Aimed directly at Harley’s core-enthusiast audience (Bar & Shield tattoo on any body part will suffice), the Breakout lists for $17,899 in Vivid Black and $18,299 for Big Blue Pearl or Ember Red Sunglo—premium, indeed. And with a wheelbase of 67.3 inches, only the aforementioned Wide Glide is longer.
“With Breakout, we got down to motorcycle essentials,” said H-D Styling Manager Kirk Rasmussen. “The black and chrome engine visually pops out of the center of the bike, and then, to maximize the impact of the tires, the fenders are chopped.
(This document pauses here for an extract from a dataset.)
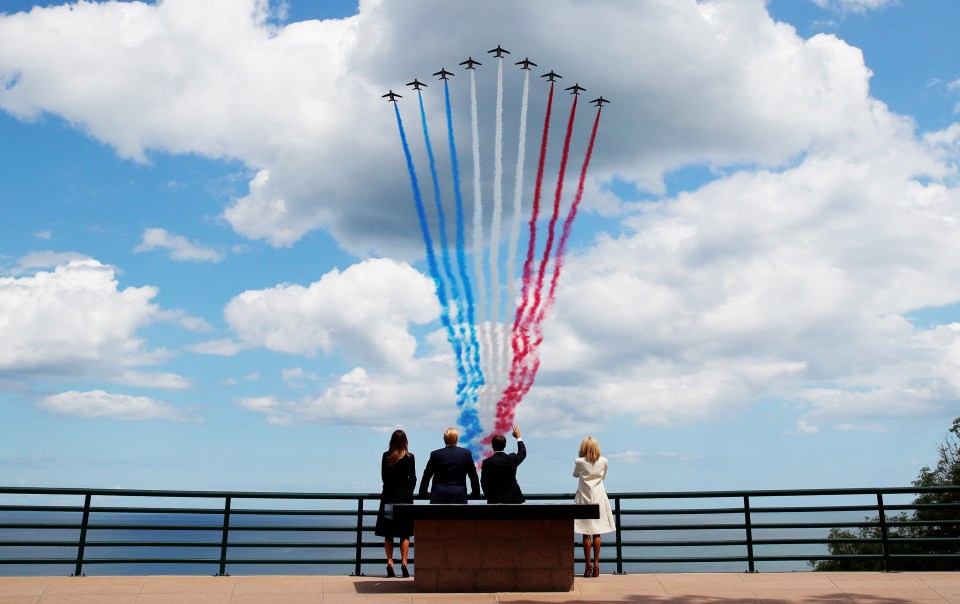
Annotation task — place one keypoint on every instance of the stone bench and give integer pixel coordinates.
(494, 548)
We wanted a lot of rubber showing to give the Breakout a tough, muscular look.”
That air-cooled, rigid-mounted, counterbalanced 103B V-Twin displaces 1690cc and pumps out a claimed 95.5 foot-pounds of torque at 3000 rpm. It’s mated to a six-speed Cruise Drive transmission with Harley’s usual belt final drive. If you squint, the gloss-black muffler shields all but disappear, leaving only staggered chromed headers.
According to Rasmussen, the 21 x 3.5-in. front and 18 x 8-in. rear Gasser wheels exclusive to the Breakout are “loosely inspired” by drag-racing wheels from the 1960s and ’70s. Each wheel has 10 half-circle spokes, with the gloss-black powdercoating machined from every other spoke (as well as the edges of the rims) to expose the aluminum. Dunlop supplies the blackwall tires, a bias-ply 130/60 front and a 240/40 radial rear. ABS is optional.
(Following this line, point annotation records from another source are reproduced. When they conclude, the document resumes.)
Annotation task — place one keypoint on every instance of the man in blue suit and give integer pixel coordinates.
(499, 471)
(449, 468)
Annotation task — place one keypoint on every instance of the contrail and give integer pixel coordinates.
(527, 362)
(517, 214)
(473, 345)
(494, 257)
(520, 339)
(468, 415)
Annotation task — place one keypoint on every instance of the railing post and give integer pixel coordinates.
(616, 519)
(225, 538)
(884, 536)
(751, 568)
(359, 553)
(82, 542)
Keeping with the straight-line theme, a drag-bend handlebar mates to 49mm fork legs spread 1.75 inches wider than on previous FX models to allow the fatter front rubber. The bar, headlight bucket, fork lowers and brake-disc carriers are painted glossy black. Same goes for the single-rib, cast aluminum oil tank. Rear fender braces are forged aluminum and polished, eliminating cosmetic covers and approximately seven pounds. The passenger portion of the two-piece seat can be removed without tools. Claimed dry weight for the bike is 680 pounds.
Further lowering the bike’s profile—“laden” seat height is just 24.7 inches—the black-faced speedometer is mounted on the chromed handlebar riser, exposing more real estate on the gas tank. “We topped the tank with a black leather strip,” said Rasmussen, “that covers the seam and a chrome-plated pod that’s just high enough to conceal wiring and vent lines.” Glass-filled medallions are the crowning touch.
Dragstrip also-ran? Breakout of the pack is more like it.